Under prior law, taxpayers who suffered uninsured property losses due to federally declared disasters, such as the 2017 hurricanes, could take a casualty loss to the extent such losses exceeded 10% of their adjusted gross income. Additionally, the first $100 of each loss was not deductible.

The TCJA changes these rules for federally declared disasters during 2016 and 2017. Now, such disaster losses are deductible to the extent they exceed $500 and there is no 10% of AGI limitation. For individuals who do not itemize deductions, the standard deduction is increased by the amount of the casualty loss attributable to the disaster. These changes greatly increase these deductions for most taxpayers.

100% Bonus Depreciation

Bonus depreciation allows a business owner to deduct a substantial amount of a long-term asset’s cost in a single year, instead of depreciating the cost over many years. Under prior law, the bonus depreciation amount was 50%--that is, 50% of the cost of an asset could be deducted in the first year, with the remaining cost deducted over several years. The TCJA increases the bonus depreciation amount to 100%. The increase goes into effect for long-term assets acquired and placed in service after September 27, 2017.

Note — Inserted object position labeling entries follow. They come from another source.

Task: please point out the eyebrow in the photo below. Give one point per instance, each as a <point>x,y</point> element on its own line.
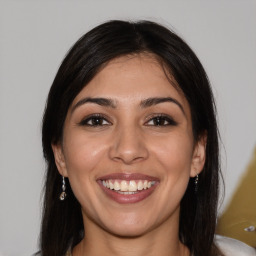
<point>100,101</point>
<point>154,101</point>
<point>144,103</point>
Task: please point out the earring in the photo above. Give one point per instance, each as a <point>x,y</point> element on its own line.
<point>196,183</point>
<point>63,193</point>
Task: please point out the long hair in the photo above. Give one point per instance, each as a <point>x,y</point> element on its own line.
<point>62,224</point>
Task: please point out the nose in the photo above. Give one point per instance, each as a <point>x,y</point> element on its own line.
<point>128,146</point>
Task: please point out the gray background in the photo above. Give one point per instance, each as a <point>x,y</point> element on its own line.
<point>34,37</point>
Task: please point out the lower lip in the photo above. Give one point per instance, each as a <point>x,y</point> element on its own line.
<point>128,199</point>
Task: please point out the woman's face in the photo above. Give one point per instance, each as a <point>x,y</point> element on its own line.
<point>128,148</point>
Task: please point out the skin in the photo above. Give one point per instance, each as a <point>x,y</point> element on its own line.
<point>130,140</point>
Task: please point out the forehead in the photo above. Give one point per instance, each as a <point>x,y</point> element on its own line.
<point>133,77</point>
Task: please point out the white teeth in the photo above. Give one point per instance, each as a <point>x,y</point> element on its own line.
<point>124,185</point>
<point>140,185</point>
<point>116,185</point>
<point>132,186</point>
<point>145,184</point>
<point>127,187</point>
<point>111,185</point>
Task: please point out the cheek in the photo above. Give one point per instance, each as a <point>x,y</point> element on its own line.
<point>82,156</point>
<point>175,153</point>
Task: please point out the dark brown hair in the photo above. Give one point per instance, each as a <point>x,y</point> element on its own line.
<point>62,224</point>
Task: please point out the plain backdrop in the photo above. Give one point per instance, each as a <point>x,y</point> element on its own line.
<point>35,36</point>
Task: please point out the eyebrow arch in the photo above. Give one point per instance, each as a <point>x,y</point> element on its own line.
<point>100,101</point>
<point>154,101</point>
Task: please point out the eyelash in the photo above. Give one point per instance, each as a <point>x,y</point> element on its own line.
<point>160,118</point>
<point>95,117</point>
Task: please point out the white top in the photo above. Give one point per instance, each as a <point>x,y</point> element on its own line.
<point>233,247</point>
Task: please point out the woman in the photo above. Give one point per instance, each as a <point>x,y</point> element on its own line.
<point>131,142</point>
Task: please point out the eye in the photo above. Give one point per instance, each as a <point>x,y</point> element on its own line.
<point>95,120</point>
<point>161,120</point>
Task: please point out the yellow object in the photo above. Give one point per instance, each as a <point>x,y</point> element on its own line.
<point>241,212</point>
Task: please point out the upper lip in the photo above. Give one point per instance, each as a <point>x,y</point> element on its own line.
<point>128,176</point>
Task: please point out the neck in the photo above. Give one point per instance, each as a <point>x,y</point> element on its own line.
<point>162,241</point>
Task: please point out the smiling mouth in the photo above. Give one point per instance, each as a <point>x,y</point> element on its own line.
<point>127,187</point>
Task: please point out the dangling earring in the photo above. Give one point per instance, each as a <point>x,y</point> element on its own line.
<point>196,183</point>
<point>63,193</point>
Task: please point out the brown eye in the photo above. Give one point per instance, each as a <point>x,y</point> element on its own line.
<point>95,120</point>
<point>161,121</point>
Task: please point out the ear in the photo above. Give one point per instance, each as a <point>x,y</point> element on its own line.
<point>59,159</point>
<point>199,155</point>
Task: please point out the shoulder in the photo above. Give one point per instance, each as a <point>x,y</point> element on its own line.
<point>233,247</point>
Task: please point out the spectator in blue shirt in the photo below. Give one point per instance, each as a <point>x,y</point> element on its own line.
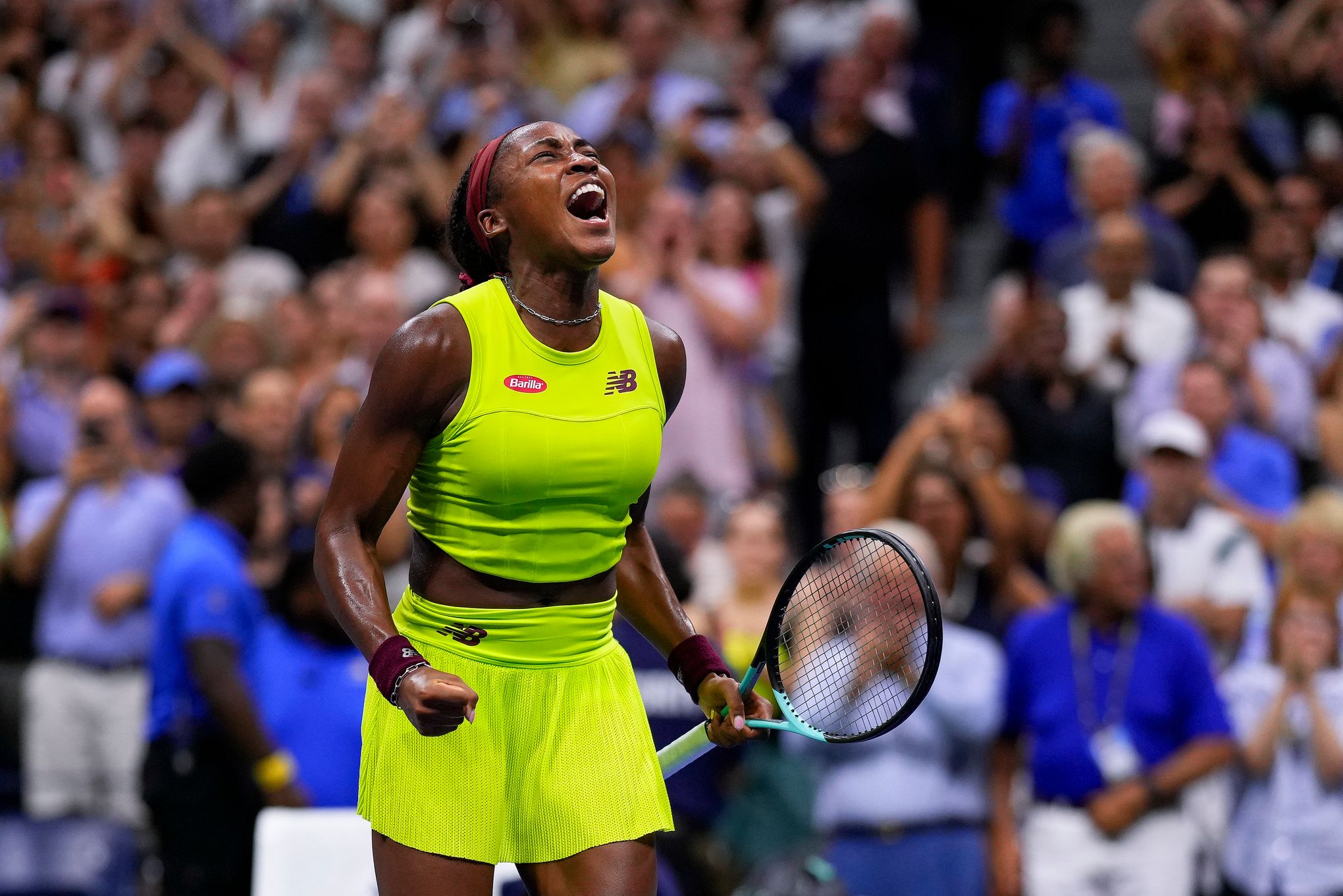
<point>89,540</point>
<point>211,762</point>
<point>309,683</point>
<point>1118,704</point>
<point>1251,471</point>
<point>1028,126</point>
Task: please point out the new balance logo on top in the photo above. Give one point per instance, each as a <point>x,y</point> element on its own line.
<point>471,636</point>
<point>621,382</point>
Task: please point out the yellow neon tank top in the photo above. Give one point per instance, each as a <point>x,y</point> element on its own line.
<point>535,476</point>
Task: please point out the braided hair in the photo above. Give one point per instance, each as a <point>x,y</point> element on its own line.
<point>476,262</point>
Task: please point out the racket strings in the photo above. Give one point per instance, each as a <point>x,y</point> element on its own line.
<point>855,639</point>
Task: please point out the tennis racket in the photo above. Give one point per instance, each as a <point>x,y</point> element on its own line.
<point>852,645</point>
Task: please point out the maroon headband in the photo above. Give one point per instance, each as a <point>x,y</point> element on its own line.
<point>479,186</point>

An asset does not qualify for 100% bonus depreciation during 2017 if you entered into a binding written contract to purchase it prior to September 28, 2017. Such property is subject to the 50% bonus depreciation if it is placed in service during 2017. The bonus rate goes down to 40% if the property is placed in service during 2018 (these were the bonus depreciation rates in effect prior to the new law).

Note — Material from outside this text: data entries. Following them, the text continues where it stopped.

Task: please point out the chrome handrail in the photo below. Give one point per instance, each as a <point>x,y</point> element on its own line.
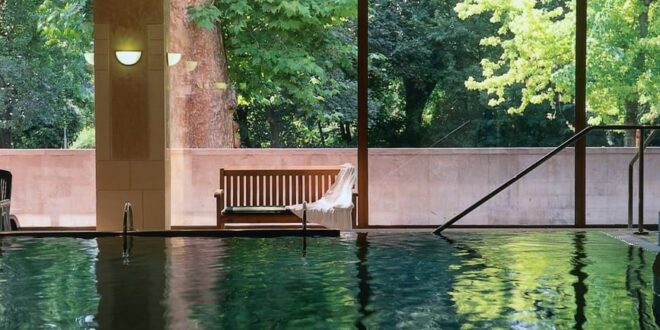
<point>128,218</point>
<point>579,135</point>
<point>631,165</point>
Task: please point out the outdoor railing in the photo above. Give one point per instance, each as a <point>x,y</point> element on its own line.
<point>554,152</point>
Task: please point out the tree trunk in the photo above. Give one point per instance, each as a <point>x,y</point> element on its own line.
<point>345,128</point>
<point>631,108</point>
<point>417,93</point>
<point>201,99</point>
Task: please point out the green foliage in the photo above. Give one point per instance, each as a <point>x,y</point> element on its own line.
<point>292,64</point>
<point>86,139</point>
<point>536,39</point>
<point>45,86</point>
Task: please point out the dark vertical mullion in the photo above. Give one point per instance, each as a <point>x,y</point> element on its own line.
<point>363,113</point>
<point>580,111</point>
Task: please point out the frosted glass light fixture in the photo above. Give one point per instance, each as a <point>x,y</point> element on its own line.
<point>128,57</point>
<point>173,58</point>
<point>89,58</point>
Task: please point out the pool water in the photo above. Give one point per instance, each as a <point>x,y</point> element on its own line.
<point>489,280</point>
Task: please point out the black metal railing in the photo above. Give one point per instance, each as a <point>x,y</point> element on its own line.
<point>5,200</point>
<point>579,135</point>
<point>631,168</point>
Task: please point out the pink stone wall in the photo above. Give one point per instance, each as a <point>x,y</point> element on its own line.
<point>52,188</point>
<point>407,186</point>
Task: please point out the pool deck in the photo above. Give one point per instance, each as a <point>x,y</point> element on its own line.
<point>648,242</point>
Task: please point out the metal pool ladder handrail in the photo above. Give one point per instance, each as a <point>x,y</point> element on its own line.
<point>128,218</point>
<point>579,135</point>
<point>631,165</point>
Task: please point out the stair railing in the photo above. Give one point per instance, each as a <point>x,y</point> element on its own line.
<point>579,135</point>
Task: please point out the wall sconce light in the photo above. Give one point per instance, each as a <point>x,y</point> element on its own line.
<point>89,58</point>
<point>128,57</point>
<point>173,58</point>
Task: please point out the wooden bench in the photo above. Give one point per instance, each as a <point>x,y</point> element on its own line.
<point>259,196</point>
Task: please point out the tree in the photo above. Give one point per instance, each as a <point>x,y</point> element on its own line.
<point>45,87</point>
<point>286,59</point>
<point>536,39</point>
<point>202,101</point>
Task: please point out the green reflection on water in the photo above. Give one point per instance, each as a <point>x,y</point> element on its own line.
<point>47,283</point>
<point>534,280</point>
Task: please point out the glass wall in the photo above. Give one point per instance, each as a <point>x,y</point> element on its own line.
<point>455,86</point>
<point>623,87</point>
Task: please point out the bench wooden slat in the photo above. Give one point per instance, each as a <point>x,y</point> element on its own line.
<point>269,188</point>
<point>254,180</point>
<point>268,194</point>
<point>234,187</point>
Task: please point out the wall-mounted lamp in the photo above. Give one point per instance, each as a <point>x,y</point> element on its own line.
<point>89,58</point>
<point>173,58</point>
<point>128,57</point>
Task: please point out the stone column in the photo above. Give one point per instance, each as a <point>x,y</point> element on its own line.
<point>130,113</point>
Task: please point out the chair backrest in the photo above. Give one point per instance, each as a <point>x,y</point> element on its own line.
<point>275,187</point>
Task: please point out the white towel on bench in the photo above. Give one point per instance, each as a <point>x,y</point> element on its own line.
<point>334,209</point>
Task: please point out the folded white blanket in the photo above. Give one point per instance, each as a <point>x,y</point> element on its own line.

Documentation for Over $250 Charitable Contributions

Ordinarily, taxpayers who make charitable contributions over $250 must obtain a written acknowledgement from the charity. However, prior law contained an exception relieving taxpayers from obtaining an acknowledgment if the charity organization reported the required information to the IRS. The TCJA repeals this exception effective for 2017 and later. Thus, make sure to obtain a written acknowledgment for all over $250 contributions over $250.